“It’s like I told you last night son. The earth is mostly just a boneyard. But pretty in the sunlight.”
*
“Lonesome Dove is Larry McMurtry’s loftiest novel, a wondrous work, drowned in love, melancholy, and yet, ultimately, exultant.
In Lonesome Dove, as in all of his previous stories, McMurtry lays the hope and despair of ordinary people’s lives side by side. He celebrates a world abundant with calamity and a human spirit wistful but prevailing.
McMurtry’s backdrop is America’s 19th-Century West, a post-Civil War land of cowboys, cattle, sagebrush and myth. That’s hardly a surprise: Today’s West has long been his homeland and the source of his genius. His novels, which include The Last Picture Show and Moving On, have been chronicles of the modern-day frontier, ruminations on how the Old West is slowly—but inexorably—being swallowed by a more mechanical, less romantic civilization. In Lonesome Dove, the chronicler of today’s West turns to yesterday’s West to drink, as it were, directly from his source.
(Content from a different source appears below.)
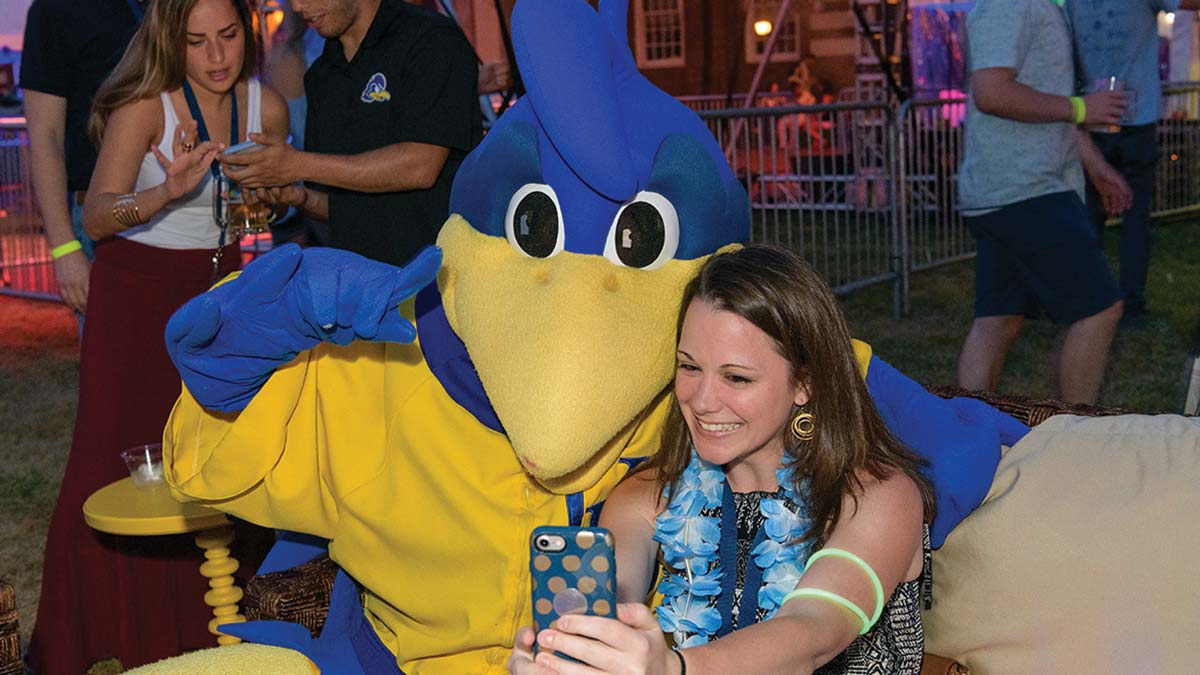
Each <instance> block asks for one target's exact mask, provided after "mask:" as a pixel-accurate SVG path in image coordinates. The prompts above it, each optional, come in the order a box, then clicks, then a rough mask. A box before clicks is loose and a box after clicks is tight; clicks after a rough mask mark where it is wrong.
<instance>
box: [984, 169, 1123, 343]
mask: <svg viewBox="0 0 1200 675" xmlns="http://www.w3.org/2000/svg"><path fill="white" fill-rule="evenodd" d="M962 220H964V222H965V223H966V225H967V227H970V228H971V232H972V233H973V234H974V237H976V241H977V243H978V253H977V255H976V316H977V317H984V316H1014V315H1024V313H1026V311H1027V310H1030V309H1031V307H1033V306H1034V301H1036V303H1038V304H1040V305H1042V307H1043V309H1045V311H1046V313H1048V315H1049V316H1050V318H1051V319H1054V322H1055V323H1075V322H1076V321H1079V319H1081V318H1087V317H1090V316H1092V315H1096V313H1099V312H1102V311H1104V310H1106V309H1108V307H1110V306H1111V305H1112V304H1114V303H1116V301H1117V299H1118V298H1121V293H1120V289H1118V288H1117V283H1116V280H1115V279H1114V277H1112V271H1111V270H1109V264H1108V261H1105V259H1104V252H1103V251H1102V250H1100V243H1099V239H1097V235H1096V228H1094V227H1093V226H1092V222H1091V219H1090V217H1088V214H1087V209H1086V207H1084V202H1082V201H1081V199H1080V198H1079V195H1076V193H1075V192H1074V191H1067V192H1056V193H1054V195H1042V196H1039V197H1033V198H1030V199H1025V201H1022V202H1016V203H1014V204H1008V205H1007V207H1003V208H1001V209H998V210H995V211H991V213H989V214H984V215H982V216H967V217H964V219H962Z"/></svg>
McMurtry’s characters are as attached to the land as they ever will be to each other. The inhabitants of Lonesome Dove, the Texas city from which this story rises, have been born spang into the hands of the land, to wander it and learn the sadness of it until, eventually, it hands them back. ‘The earth,’ remarks Gus McCrae, the novel’s central character, ‘is mostly just a boneyard. But pretty in the sunlight.’
“McMurtry has produced a compelling and memorable epic without sacrificing the fine detail with which he has always worked. This is his strongest, most cogent narrative to date. And that is its triumph.
Gus, white-haired and well-read, is an intellectual on horseback. His partner in the Hat Creek Cattle Co. is Woodrow Call, not as interested in women or conversation as his confederate. Both are aging Texas Rangers, no longer in service, but still possessing all their Rangering skills.
Together, they lead the men of their cattle company plus an assortment of colorful cowhands whom they pick up en route on a laborious drive north, pushing 3,000 head toward the untested and unknown reaches of Montana. On the way, they encounter the wrath of nature: hailstorms, dust storms, snowstorms, swollen rivers, water moccasins, locusts and, of course, Indians. The story is reminiscent of a number of Westerns. The deftness with which it is told is not.
“Throughout this masterful work, there is hope and an understated sense of gratitude. As one cowhand puts it neatly, near death and facing the amputation of his gangrenous leg, ‘It’s a fine world, though rich in hardships at times.’
At the end of the journey, no riches wait. The journey is riches enough.”